The wireless threat

The drop in classified revenue will kill newspapers. The drop in advertising revenue will lead to their doom. The fall in circulation will result in newspapers printing fewer days of the week, and maybe cease operations all together.

These are among the more popular doomsday scenarios, none of which will lead to the demise of newspapers. Classified revenue may be close to bottoming out; newspaper inserts — especially on Sunday — are still the most reliable way to get advertiser messages to customers; and the current circulation numbers don’t portend doom, but instead mean we have the customers that really want out products, and they’re tremendously valuable to our advertisers.

But there is new challenger that could do more damage more quickly than any of the issues above — wireless companies. Their ability to market products and turn out new technology bodes poorly for publishers.
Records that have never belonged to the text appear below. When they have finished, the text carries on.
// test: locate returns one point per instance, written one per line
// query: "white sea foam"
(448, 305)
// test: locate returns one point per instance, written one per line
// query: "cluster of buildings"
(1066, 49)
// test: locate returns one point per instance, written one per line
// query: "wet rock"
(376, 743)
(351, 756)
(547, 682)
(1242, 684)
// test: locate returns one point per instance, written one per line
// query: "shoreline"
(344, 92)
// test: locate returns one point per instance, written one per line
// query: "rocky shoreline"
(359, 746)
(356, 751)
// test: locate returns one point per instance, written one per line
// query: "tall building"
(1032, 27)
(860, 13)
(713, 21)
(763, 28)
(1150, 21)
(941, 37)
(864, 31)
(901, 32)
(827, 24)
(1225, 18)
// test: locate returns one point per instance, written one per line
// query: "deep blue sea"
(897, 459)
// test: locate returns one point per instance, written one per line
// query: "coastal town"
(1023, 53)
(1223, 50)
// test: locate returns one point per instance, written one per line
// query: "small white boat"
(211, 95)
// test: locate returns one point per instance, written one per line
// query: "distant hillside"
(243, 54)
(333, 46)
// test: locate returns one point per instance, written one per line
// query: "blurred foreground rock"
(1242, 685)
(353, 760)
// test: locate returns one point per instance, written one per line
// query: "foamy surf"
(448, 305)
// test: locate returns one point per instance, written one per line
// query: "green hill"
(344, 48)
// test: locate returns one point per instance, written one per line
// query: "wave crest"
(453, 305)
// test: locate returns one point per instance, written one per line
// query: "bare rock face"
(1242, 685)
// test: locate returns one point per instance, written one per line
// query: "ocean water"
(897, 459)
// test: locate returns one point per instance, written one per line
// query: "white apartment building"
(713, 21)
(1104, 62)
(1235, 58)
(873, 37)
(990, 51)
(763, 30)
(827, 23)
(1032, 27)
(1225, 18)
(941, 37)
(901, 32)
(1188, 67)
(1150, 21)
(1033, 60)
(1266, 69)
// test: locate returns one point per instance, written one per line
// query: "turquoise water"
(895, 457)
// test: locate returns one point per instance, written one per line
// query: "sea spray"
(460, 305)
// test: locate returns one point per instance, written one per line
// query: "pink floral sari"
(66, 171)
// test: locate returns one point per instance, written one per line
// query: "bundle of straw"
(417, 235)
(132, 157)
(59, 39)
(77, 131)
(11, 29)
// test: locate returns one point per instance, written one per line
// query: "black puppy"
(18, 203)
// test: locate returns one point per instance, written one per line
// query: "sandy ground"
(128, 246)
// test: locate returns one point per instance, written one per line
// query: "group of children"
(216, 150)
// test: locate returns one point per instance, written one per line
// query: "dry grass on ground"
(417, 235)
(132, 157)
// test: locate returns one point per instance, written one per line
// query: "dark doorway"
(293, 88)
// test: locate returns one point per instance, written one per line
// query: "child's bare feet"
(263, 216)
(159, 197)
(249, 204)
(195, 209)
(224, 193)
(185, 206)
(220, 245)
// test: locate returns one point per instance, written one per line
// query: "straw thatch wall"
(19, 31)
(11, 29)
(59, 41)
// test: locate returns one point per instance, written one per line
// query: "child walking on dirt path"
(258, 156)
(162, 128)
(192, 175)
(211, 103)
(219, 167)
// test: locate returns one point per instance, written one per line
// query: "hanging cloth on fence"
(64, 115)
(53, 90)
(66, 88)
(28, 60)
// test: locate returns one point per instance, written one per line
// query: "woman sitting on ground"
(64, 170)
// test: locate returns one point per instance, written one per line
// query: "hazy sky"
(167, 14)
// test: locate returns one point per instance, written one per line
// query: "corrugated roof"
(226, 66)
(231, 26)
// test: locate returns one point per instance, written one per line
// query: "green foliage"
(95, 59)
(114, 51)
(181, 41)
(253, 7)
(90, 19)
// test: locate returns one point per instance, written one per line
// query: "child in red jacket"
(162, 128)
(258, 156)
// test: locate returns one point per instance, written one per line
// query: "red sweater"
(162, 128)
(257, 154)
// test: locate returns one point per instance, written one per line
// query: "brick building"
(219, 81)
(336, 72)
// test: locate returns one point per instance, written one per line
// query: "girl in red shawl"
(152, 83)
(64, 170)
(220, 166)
Look at what’s happening in the market. Plastic Logic is partnering with AT&T to distribute its e-reader. Rumors persist that Apple’s tablet will be launched this fall, and be distributed through Verizon. If AT&T and Verizon are in the game, you can bet Sprint and T-Mobile won’t be far behind.

Each will be able to offer complete digital packages for one price — a cell phone; netbook (or laptop) for home use; an e-reader for portable use; a data plan to power all of those devices; and, oh by the way, home internet and cable access, too.

The wireless carriers could also sell a digital advertising package across all of their platforms, reaching customers via several tools multiple times a day. The carriers don’t have to produce any content themselves; the thousands of available free apps will take care of that. Notice I said “content” and not “news.”

Here’s where the conjecture comes in: What if the carriers decide they want to partner with select news organizations for exclusive rights to their content …  the content only appears on their devices for their audience? And what if  the carriers offer affordable data plans and focus on combining their services into one attractive package? Which publishers make it, and which ones get shut out because their content isn’t available due to these exclusive deals?

This could be entirely off base. But the wireless carriers see an opportunity, and they’re embracing it much faster than many publilshers.